The end of the Acadian Peninsula's crab-fishing boom in the 1980s
New Brunswick region saw economically important catch decline over the course of the 1980s
The crab catch was down, and so were hopes for what it could provide for New Brunswickers.
"In the early '80s, crab became to the Acadian Peninsula what gold was once to the Klondike," the CBC's Kevin Evans told viewers who were watching Sunday Report on June 26, 1988.
"The Gulf of St. Lawrence was one of the world's few remaining areas where the high-priced delicacy had not been fished out of existence."

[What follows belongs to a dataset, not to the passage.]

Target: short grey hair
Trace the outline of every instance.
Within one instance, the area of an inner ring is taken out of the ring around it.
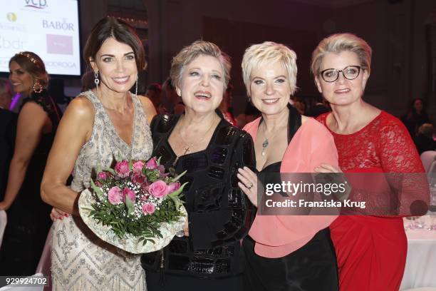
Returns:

A lot of crab fishing followed, along with some good times. And the jobs that flowed from that catch employed thousands of people at processing plants, keeping them eligible for unemployment benefits during the off-season.
'It will never return'
But as the 1980s drew nearer, fewer crabs were being found and people knew what kind of future was on the horizon.
"Fisheries biologists say the resource has been crippled by the intense fishing effort, that it will never return to the levels of a few years ago," said Evans, noting the catch had "dropped dramatically" in the most recent two years to that point.
One crab fisherman who spoke to CBC News compared finding crab at that time to looking for water in a desert.
'The boom is over'
As of 1988, Evans said crab plants in the region employed less than half the number of workers they did the year before.
The provincial government planned to spend $4 million to help some of the crab industry workers retrain for other kinds of employment.
"The boom is over and a painful period of readjustment has just begun," said Evans.